It has always been impossible to clearly photograph electrons since their extremely high velocities have produced blurry pictures. In order to capture these rapid events, extremely short flashes of light are necessary, but such flashes had never been available before.

Using a newly developed technology for generating short pulses from intense laser light, called attosecond pulses, scientists at the Lund University Faculty of Engineering in Sweden have managed to capture the electron in motion for the first time.

The movie shows how an electron rides on a light wave after just having been pulled away from an atom. This is the first time an electron has ever been filmed, and the results are presented in the latest issue of Physical Review Letters.

electron film first time.jpg
Experimental results obtained in helium at an intensity of 1:2 1013 W=cm2 are shown.
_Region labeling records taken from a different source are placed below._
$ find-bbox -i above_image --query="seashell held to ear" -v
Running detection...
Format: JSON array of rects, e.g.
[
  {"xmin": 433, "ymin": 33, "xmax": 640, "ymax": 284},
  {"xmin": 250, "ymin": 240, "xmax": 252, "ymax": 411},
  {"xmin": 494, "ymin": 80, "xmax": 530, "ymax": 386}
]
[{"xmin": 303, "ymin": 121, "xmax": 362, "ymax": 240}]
The results are
distinctively different from those taken in argon (Fig. 1).With this higher intensity, more momentum is transferred to the electrons, and in combination with the lower initial energy, some electrons return to the atomic potential for further interaction. In the first panel, we compare the experimental results (right) with theoretical calculations (left) obtained for the same conditions. The excellent agreement is the strongest evidence for coherent scattering effects in the experiment. All the substructures are well reproduced except for the highly saturated innermost peak in the experiment, which most likely is due to above threshold ionization of residual water in the experimental chamber.

“It takes about 150 attoseconds for an electron to circle the nucleus of an atom. An attosecond is 10^-18 seconds long, or, expressed in another way: an attosecond is related to a second as a second is related to the age of the universe,” says Johan Mauritsson, an assistant professor in atomic physics at the Faculty of Engineering, Lund University. He is one of seven researchers behind the study, which was directed by him and Professor Anne L’Huillier.
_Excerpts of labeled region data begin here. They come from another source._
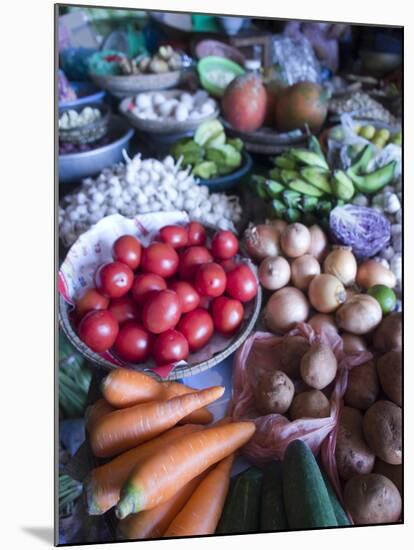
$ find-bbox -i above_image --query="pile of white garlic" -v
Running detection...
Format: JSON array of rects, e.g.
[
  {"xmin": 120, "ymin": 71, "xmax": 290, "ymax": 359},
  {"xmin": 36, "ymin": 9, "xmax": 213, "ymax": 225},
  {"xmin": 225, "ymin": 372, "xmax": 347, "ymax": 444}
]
[
  {"xmin": 352, "ymin": 176, "xmax": 402, "ymax": 296},
  {"xmin": 59, "ymin": 152, "xmax": 242, "ymax": 246},
  {"xmin": 59, "ymin": 106, "xmax": 102, "ymax": 130},
  {"xmin": 131, "ymin": 90, "xmax": 217, "ymax": 122}
]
With the aid of another laser these scientists have moreover succeeded in guiding the motion of the electron so that they can capture a collision between an electron and an atom on film.
“We have long been promising the research community that we will be able to use attosecond pulses to film electron motion. Now that we have succeeded, we can study how electrons behave when they collide with various objects, for example. The images can function as corroboration of our theories,” explains Johan Mauritsson.

These scientists also hope to find out more about what happens with the rest of the atom when an inner electron leaves it, for instance how and when the other electrons fill in the gap that is created.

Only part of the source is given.